Quarters considered for large-scaled re-arrangement demand reflection on the discipline of town-planning. The business agreement to realize urban renewal threatens the architect's and town planner's spatial quality and tends to isolation of the renewed area within the extant town. The Dutch Institute of Architecture arranged an exhibition and a debate on the theme of the 'Seductive Townscape'.

The culture of urban expansion has changed into a culture of urban transformation. A new interest, mostly proceeding from economic considerations, has arisen in the historical nucleus of the strongly fragmented town of to-day. One of the main purposes in the governmental Fourth Note on Area Planning is improvement of the urban environment to trade and industry.

New development strategies as city management and city marketing present themselves by means of the 'seductive townscape'. This approach founds urban renewal on the town's cultural and economical potency. Rivalry between towns has started internationally, which rivalry threatens the urban identity. Top locations to business became 'exchangeable'.

Confining measures, which must guarantee the urban identity, decrease the town's chances in the internationally set up contest between towns. Seductive townscapes are developed for the so-called urban emptiness’s. These projects mostly are isolated incidents in the historically grown town. The debate was based on four approaches to 'planning research' as introduced in the catalogue to the exhibition.

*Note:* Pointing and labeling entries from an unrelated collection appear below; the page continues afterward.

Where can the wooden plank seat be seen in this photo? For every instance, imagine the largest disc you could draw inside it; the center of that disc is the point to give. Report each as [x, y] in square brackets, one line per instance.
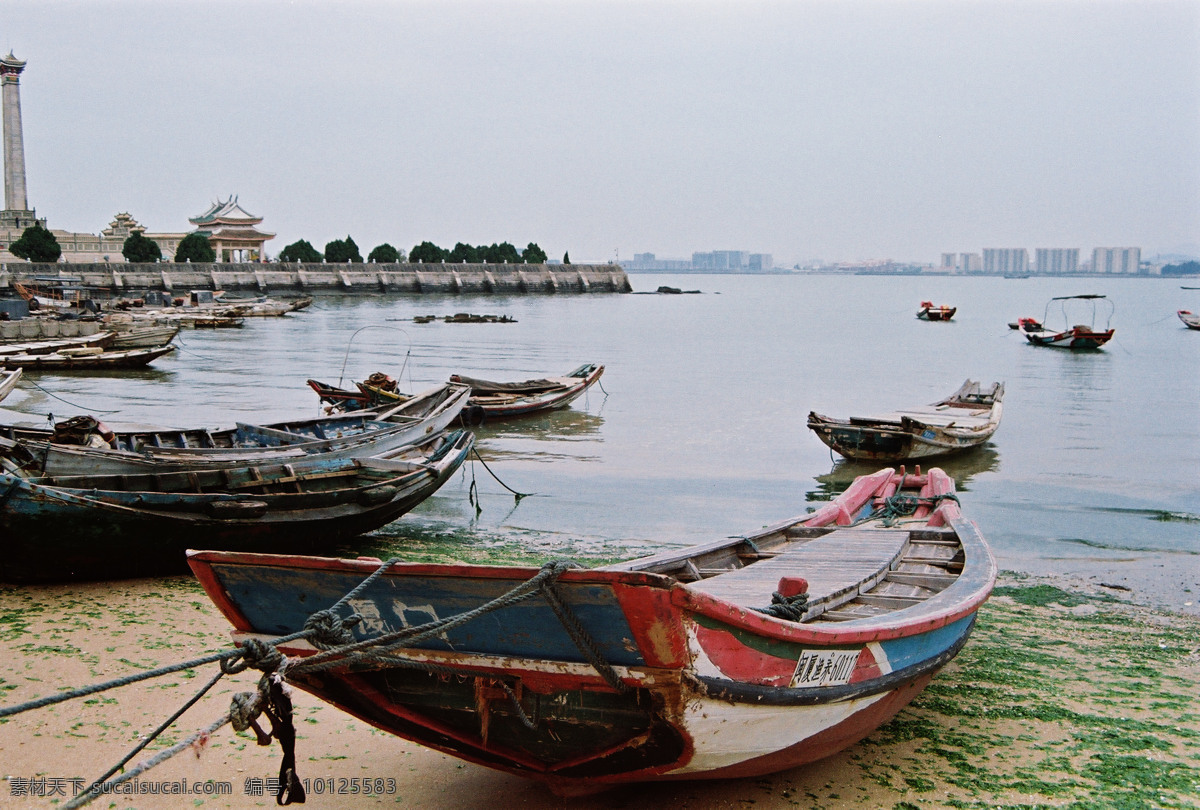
[837, 565]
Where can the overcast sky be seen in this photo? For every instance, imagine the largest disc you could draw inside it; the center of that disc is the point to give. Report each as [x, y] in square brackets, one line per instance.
[826, 130]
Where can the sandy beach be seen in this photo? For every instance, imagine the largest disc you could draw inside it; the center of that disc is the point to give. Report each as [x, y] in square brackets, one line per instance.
[1065, 696]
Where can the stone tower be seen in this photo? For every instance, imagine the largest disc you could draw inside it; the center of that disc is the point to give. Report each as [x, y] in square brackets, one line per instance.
[15, 201]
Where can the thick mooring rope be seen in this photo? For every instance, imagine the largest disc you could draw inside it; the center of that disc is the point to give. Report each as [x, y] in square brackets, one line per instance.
[903, 504]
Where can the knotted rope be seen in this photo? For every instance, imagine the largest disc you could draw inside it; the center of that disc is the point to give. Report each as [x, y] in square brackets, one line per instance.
[903, 504]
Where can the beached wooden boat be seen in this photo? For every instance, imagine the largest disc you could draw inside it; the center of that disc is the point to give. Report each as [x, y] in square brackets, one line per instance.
[84, 359]
[85, 447]
[95, 527]
[930, 312]
[1080, 336]
[9, 381]
[489, 401]
[965, 419]
[731, 659]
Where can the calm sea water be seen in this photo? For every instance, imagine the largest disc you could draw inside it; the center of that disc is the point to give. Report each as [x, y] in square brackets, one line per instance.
[700, 427]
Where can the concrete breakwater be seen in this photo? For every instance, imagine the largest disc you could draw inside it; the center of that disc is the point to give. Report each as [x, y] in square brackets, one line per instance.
[401, 277]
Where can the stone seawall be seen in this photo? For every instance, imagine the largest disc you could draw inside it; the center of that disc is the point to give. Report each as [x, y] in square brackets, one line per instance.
[403, 277]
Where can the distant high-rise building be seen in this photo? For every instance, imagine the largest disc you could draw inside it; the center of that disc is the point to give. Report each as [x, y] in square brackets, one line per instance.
[719, 261]
[1056, 261]
[1006, 259]
[761, 262]
[1116, 259]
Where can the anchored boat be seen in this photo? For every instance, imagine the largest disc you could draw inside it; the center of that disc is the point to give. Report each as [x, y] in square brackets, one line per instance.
[1080, 336]
[735, 658]
[965, 419]
[489, 401]
[930, 312]
[99, 527]
[85, 447]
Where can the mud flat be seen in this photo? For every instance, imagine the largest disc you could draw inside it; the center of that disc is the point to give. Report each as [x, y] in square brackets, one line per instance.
[1066, 696]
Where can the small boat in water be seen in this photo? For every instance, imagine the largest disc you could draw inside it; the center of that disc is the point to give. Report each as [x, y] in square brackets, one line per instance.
[930, 312]
[57, 345]
[730, 659]
[1026, 324]
[84, 359]
[1080, 336]
[508, 400]
[489, 400]
[100, 527]
[85, 447]
[965, 419]
[143, 337]
[9, 381]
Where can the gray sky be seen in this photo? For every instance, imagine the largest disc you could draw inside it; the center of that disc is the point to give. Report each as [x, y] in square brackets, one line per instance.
[835, 130]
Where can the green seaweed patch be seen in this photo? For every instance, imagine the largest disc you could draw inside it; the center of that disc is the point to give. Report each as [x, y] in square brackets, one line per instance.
[1039, 595]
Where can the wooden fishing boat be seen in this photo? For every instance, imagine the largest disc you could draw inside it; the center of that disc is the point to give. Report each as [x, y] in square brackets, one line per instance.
[143, 337]
[965, 419]
[85, 447]
[731, 659]
[84, 359]
[55, 345]
[9, 381]
[96, 527]
[489, 401]
[508, 400]
[930, 312]
[1080, 336]
[1026, 324]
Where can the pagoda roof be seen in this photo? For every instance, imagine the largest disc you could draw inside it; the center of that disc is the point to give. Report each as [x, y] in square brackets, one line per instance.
[225, 233]
[227, 213]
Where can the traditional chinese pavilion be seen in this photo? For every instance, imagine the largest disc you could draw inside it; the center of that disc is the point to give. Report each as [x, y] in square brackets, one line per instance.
[232, 232]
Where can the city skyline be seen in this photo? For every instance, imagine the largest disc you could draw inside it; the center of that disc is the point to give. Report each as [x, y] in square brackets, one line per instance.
[606, 129]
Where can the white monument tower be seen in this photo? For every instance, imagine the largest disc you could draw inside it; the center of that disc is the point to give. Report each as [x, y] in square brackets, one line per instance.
[17, 213]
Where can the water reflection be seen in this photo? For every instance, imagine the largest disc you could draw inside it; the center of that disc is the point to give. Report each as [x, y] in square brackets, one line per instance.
[961, 467]
[564, 425]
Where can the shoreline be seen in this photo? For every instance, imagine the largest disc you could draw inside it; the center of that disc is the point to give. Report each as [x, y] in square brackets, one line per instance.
[1060, 696]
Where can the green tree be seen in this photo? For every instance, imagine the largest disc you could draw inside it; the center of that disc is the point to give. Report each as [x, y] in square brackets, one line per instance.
[427, 252]
[384, 255]
[300, 251]
[501, 253]
[195, 247]
[462, 252]
[341, 251]
[534, 255]
[36, 244]
[139, 249]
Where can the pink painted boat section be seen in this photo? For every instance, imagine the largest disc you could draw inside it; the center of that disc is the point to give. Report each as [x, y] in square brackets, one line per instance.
[709, 687]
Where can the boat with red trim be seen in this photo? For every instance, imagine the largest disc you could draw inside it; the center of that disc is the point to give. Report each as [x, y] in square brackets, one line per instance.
[736, 658]
[928, 311]
[1080, 336]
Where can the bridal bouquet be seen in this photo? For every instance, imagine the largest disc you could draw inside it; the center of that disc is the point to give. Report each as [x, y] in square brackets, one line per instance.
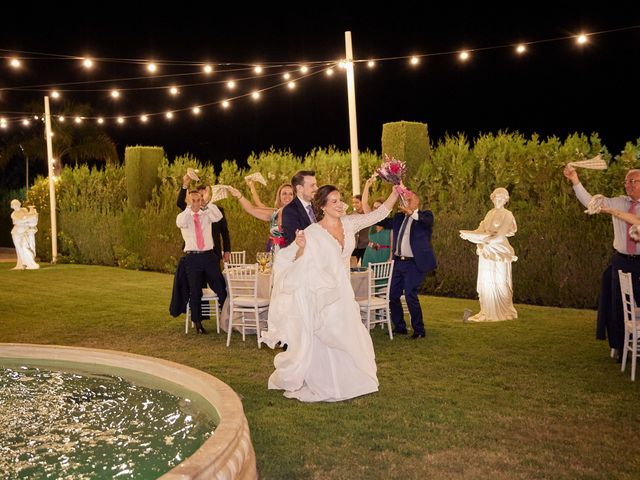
[392, 171]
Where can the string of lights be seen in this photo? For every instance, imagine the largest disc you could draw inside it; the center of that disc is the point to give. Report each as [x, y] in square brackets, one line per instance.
[288, 74]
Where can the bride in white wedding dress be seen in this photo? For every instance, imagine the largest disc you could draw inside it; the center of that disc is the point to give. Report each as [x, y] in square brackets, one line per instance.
[330, 355]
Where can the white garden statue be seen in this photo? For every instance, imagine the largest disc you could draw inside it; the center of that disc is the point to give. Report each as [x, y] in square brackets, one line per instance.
[495, 255]
[25, 226]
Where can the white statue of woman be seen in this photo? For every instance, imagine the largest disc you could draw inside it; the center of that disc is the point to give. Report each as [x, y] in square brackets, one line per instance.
[495, 255]
[24, 230]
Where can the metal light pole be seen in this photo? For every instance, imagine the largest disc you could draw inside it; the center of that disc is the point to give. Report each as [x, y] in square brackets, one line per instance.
[52, 187]
[353, 123]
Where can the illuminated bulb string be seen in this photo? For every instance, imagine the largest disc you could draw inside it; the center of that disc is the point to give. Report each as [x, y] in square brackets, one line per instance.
[224, 68]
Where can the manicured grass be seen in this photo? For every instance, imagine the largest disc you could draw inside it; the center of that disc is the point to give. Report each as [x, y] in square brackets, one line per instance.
[534, 398]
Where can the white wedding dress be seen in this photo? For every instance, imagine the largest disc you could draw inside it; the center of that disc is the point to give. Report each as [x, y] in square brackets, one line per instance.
[330, 355]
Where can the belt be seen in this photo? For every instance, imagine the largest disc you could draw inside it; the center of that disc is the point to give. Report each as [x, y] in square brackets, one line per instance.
[628, 256]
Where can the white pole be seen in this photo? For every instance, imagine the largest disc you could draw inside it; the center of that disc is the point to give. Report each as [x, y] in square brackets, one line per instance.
[52, 187]
[353, 123]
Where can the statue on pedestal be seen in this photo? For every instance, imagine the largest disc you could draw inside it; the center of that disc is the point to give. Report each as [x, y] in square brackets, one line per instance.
[25, 226]
[495, 255]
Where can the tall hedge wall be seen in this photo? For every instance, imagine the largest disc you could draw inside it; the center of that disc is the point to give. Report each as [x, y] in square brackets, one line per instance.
[561, 251]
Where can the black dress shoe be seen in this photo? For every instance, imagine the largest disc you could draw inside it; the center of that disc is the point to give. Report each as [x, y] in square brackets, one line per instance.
[200, 329]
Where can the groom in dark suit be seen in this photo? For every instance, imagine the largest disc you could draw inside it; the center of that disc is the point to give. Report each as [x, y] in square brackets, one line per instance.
[298, 214]
[413, 259]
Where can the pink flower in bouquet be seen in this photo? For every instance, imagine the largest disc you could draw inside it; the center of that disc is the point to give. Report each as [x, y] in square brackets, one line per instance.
[392, 170]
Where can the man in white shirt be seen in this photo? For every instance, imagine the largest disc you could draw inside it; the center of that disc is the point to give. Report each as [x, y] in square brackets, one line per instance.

The plan as embodiment of city marketing (Amersfoort), the plan as script in a theatrical show-piece (Groningen), the plan as a morphological instrument with respect to the town plan's continuity (Maastricht/Rotterdam) and the plan, which Iets architecture and town-planning coincide (site of Sphinx-Céramique, Maastricht).

In Amersfoort the Public Private Partnership misses the link with history. Amersfoort's new identity is an example of sheer verbal town-planning, an artist's impression to seduce trade and industry. In Groningen townscapes function as attractions. The traditional bond with the site declines. The Master plan 2000 makes the Department of Area Planning and project developers cooperate.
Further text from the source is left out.